Prochloroperazine (Category C)

This is generally provided under the trade name of Stemetil. It can be given as tablets or suppositories. It is generally taken three to four times a day in tablet form or once or twice a day in suppository form. It tends to be more sedative than Metoclopramide and again you should stop it immediately if you feel agitated while taking it.

Prochloroperazine is given a category C medication only in relation to its use during the third trimester when it can cause irritability to your baby after delivery. It has no adverse effects during the first or second trimester and can be used very safely.

Ondansetron (Category B)

This is often provided under the trade name of Zofran. It is available in tablet or wafer form. Ondansetron is very expensive and there is no rebate available from the government to reduce the expense.

I generally suggest the best form to buy it in is in the 8mg wafer form as these can be broken in half and sometimes half again to provide effective relief at a fraction of the cost. The wafers also have the advantage that they can be used even if you are vomiting because they can be placed under the tongue and absorbed effectively that way, eliminating worries about whether or not you have vomited the tablet.

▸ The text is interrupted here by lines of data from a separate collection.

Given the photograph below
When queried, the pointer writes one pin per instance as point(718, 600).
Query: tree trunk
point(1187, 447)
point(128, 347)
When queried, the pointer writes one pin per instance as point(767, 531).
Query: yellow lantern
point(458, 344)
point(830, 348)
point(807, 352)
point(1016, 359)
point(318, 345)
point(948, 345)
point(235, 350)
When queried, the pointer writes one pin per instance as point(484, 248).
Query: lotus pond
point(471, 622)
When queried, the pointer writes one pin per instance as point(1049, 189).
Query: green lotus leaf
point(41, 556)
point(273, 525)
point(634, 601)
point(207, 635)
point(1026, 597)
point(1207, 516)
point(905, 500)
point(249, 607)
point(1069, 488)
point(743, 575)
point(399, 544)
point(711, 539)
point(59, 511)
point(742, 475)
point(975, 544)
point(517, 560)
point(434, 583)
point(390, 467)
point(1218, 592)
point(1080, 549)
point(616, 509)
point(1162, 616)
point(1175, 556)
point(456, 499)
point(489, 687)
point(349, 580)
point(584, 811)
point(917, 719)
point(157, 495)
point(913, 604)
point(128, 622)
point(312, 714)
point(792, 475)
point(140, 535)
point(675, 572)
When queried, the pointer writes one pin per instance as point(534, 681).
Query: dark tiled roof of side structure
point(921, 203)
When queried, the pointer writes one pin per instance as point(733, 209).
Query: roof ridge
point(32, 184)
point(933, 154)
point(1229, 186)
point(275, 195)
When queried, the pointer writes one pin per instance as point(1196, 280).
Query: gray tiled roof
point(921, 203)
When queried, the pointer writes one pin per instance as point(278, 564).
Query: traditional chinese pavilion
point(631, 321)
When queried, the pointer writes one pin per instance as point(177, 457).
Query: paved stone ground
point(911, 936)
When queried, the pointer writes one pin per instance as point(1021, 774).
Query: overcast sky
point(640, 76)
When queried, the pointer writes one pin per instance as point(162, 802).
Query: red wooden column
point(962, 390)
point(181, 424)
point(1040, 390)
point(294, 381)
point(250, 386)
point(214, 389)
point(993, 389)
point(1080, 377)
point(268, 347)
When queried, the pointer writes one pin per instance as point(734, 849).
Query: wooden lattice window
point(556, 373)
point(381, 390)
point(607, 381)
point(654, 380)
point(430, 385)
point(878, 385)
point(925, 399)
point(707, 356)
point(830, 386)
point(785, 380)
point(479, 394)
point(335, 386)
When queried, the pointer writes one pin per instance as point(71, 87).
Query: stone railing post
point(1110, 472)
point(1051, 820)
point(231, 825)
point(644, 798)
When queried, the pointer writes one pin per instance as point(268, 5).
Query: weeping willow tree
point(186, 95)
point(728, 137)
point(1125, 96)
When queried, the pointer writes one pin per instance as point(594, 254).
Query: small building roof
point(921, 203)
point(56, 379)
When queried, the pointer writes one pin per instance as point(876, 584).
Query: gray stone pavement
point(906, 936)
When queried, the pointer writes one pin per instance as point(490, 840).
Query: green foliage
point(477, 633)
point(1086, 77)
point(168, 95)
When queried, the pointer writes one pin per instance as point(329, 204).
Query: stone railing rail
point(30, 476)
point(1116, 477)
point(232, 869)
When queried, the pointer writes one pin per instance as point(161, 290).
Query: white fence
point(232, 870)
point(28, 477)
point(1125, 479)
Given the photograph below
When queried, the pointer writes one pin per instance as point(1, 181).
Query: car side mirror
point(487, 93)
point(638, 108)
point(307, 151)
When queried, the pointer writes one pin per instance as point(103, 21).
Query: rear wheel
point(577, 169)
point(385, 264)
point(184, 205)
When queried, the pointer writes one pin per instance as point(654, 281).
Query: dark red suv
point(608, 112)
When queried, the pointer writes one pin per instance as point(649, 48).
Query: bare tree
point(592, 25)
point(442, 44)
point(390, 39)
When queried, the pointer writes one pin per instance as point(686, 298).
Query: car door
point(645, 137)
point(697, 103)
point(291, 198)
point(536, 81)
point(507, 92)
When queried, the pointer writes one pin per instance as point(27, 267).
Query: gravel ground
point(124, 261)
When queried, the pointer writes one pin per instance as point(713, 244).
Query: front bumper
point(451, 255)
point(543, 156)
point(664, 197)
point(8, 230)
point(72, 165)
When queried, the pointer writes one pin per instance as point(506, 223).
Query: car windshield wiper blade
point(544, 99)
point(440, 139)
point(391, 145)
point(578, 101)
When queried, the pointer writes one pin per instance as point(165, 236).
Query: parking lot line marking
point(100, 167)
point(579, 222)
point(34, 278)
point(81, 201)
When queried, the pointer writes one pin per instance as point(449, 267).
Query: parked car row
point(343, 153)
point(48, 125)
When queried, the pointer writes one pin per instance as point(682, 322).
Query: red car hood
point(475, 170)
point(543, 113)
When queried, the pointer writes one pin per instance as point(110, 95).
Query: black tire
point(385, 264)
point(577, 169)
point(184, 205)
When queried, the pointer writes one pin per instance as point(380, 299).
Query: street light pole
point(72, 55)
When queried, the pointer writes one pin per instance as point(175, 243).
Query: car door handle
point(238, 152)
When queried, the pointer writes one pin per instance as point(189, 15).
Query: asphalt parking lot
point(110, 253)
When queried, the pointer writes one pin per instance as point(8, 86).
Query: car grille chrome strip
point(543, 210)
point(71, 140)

Ondansetron should be reserved for severe vomiting that is resistant to all other forms of therapy. This is because of its cost and the more limited experience in relation to Maxolon or Stemetil. However, if I recommend it to you, you can be certain I am comfortable with its safety and that your symptoms are so severe that treatment with Odansetron is needed in order to reduce the risks of miscarrying your pregnancy.

Hospitalisation and intravenous fluid therapy

If treatment with tablets and wafers is ineffective then it is usual for me to admit you to our Pregnancy Day Care Centre for intravenous rehydration. You will be surprised how much fluid is required to rehydrate you when you have had significant vomiting.

Some women need to attend Day Care on an almost daily basis for some period of time before the symptoms are brought under control. If intravenous fluid therapy is required then many of the medications listed above can be given through the drip initially and then given orally or in wafer form after discharge. Some women find that daily visits to the Day Care Centre are too disruptive and prefer long term hospitalisation.

This is very rare and you may find that after a few visits to Day Care the frequency of visits can be reduced and a visit once a month or twice a week for a “top up” is all that is necessary.